Once the table is loaded, the function uses BeautifulSoup to parse and clean the HTML content. It removes all links from the table by replacing each <a>
tag with its text content, simplifying the table structure. Finally, it returns the cleaned HTML as a string, efficiently combining Selenium for dynamic page interaction and BeautifulSoup for HTML parsing to extract the desired information from Wikipedia.
Dockerfile
Let’s examine our Dockerfile, which sets up the environment for our Selenium-based web scraping application. We’ll break down the Dockerfile step by step to understand how it creates a container that can run our Streamlit app with the necessary dependencies.
# chrome is not available for ARM
FROM --platform=linux/amd64 python:3.12-slim
WORKDIR /srv
We start with a Python 3.12 image for AMD64 architecture.
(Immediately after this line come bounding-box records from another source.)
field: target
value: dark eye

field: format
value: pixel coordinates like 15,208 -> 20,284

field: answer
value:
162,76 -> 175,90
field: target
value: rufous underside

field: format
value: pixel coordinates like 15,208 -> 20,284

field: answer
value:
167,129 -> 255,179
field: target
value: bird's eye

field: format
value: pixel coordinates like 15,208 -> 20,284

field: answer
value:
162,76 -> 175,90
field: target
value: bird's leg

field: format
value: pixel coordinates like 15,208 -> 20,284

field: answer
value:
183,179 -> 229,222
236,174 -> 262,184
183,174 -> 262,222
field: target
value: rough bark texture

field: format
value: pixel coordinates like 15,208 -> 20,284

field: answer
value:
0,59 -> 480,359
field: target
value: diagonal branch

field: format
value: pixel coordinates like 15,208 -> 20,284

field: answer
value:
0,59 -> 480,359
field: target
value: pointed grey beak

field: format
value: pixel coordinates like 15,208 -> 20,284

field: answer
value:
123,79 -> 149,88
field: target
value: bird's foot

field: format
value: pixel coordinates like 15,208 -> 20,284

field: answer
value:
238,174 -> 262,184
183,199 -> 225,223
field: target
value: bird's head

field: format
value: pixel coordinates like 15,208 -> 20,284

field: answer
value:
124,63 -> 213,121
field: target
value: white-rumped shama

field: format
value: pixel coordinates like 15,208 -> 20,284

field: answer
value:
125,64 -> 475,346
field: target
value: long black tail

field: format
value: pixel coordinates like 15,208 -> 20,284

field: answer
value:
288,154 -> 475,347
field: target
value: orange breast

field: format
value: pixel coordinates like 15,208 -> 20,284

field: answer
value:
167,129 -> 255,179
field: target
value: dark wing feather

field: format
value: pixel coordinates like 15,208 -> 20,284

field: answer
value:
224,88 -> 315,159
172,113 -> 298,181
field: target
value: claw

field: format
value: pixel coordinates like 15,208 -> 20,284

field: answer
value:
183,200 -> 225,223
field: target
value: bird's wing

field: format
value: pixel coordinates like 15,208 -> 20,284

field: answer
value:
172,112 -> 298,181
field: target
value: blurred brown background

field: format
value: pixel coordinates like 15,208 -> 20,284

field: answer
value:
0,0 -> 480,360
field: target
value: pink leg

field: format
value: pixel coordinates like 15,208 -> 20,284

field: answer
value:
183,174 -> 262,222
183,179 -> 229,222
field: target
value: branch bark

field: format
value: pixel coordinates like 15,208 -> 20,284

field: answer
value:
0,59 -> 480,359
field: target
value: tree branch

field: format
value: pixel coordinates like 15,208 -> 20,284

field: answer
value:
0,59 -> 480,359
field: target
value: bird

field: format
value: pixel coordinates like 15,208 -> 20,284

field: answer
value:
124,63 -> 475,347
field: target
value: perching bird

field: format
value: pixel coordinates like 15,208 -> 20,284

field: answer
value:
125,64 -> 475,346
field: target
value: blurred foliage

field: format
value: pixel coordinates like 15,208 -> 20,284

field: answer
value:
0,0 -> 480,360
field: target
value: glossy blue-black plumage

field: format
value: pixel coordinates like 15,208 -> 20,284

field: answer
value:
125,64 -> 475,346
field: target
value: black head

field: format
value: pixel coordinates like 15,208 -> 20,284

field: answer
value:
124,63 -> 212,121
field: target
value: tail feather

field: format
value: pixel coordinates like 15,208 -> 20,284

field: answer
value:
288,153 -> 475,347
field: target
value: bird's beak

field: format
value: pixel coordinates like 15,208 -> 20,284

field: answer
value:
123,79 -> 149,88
This is crucial for running locally on Macs with M chips, as Chrome isn’t available for ARM. The AMD64 specification ensures compatibility across systems.
The working directory is set to /srv
for our application code.
Let’s now see how to install Google Chrome:
RUN apt-get update && apt-get install -y wget curl unzip
RUN wget https://dl.google.com/linux/direct/google-chrome-stable_current_amd64.deb
RUN apt-get install -y ./google-chrome-stable_current_amd64.deb
RUN google-chrome --version
These commands update the package lists, download the latest stable version of Google Chrome for AMD64 architecture, install it, and then verify the installation by printing the Chrome version.
Next, we set up ChromeDriver, which is essential for Selenium to interact with Chrome:
RUN curl -o chromedriver_linux64.zip https://storage.googleapis.com/chrome-for-testing-public/128.0.6613.86/linux64/chromedriver-linux64.zip
RUN unzip chromedriver_linux64.zip
RUN chmod +x chromedriver-linux64
RUN mv -f chromedriver-linux64 /usr/local/bin/chromedriver
These commands download the ChromeDriver compatible with the installed Chrome version, unzip it, make it executable, and move it to a directory in the system PATH for easy access by Selenium.
After setting up Chrome and ChromeDriver, we install our Python dependencies:
COPY requirements.txt /srv/
RUN pip install -r requirements.txt --no-cache-dir
Finally, we copy all our source code into the /srv
directory. The ENTRYPOINT
command sets up the entrypoint for our Streamlit application:
COPY . /srv
ENTRYPOINT ["streamlit", "run", "app.py", \
"--server.port=80", \
"--server.headless=true", \
"--server.address=0.0.0.0", \
"--browser.gatherUsageStats=false", \
"--server.enableStaticServing=true", \
"--server.fileWatcherType=none", \
"--client.toolbarMode=viewer"]
Deployment
Complete source code is available on GitHub.
Let’s now deploy to Ploomber Cloud. Note that we’ll first have to create an account and get an API key.
Now, let’s install the command-line interface and store the API key:
pip install ploomber-cloud
ploomber-cloud key YOURAPIKEY
Initialize the project (you’ll be prompted to confirm this is a Docker project):
ploomber-cloud init
Initializing new project...
Inferred project type: 'docker'
Is this correct? [y/N]: y
Your app 'lingering-sea-4519' has been configured successfully!
To configure resources for this project, run 'ploomber-cloud resources' or to deploy with default configurations, run 'ploomber-cloud deploy'
Deploy:
ploomber-cloud deploy
The command above will print a URL where you can track progress. Once deployed, you’ll be able to test your app!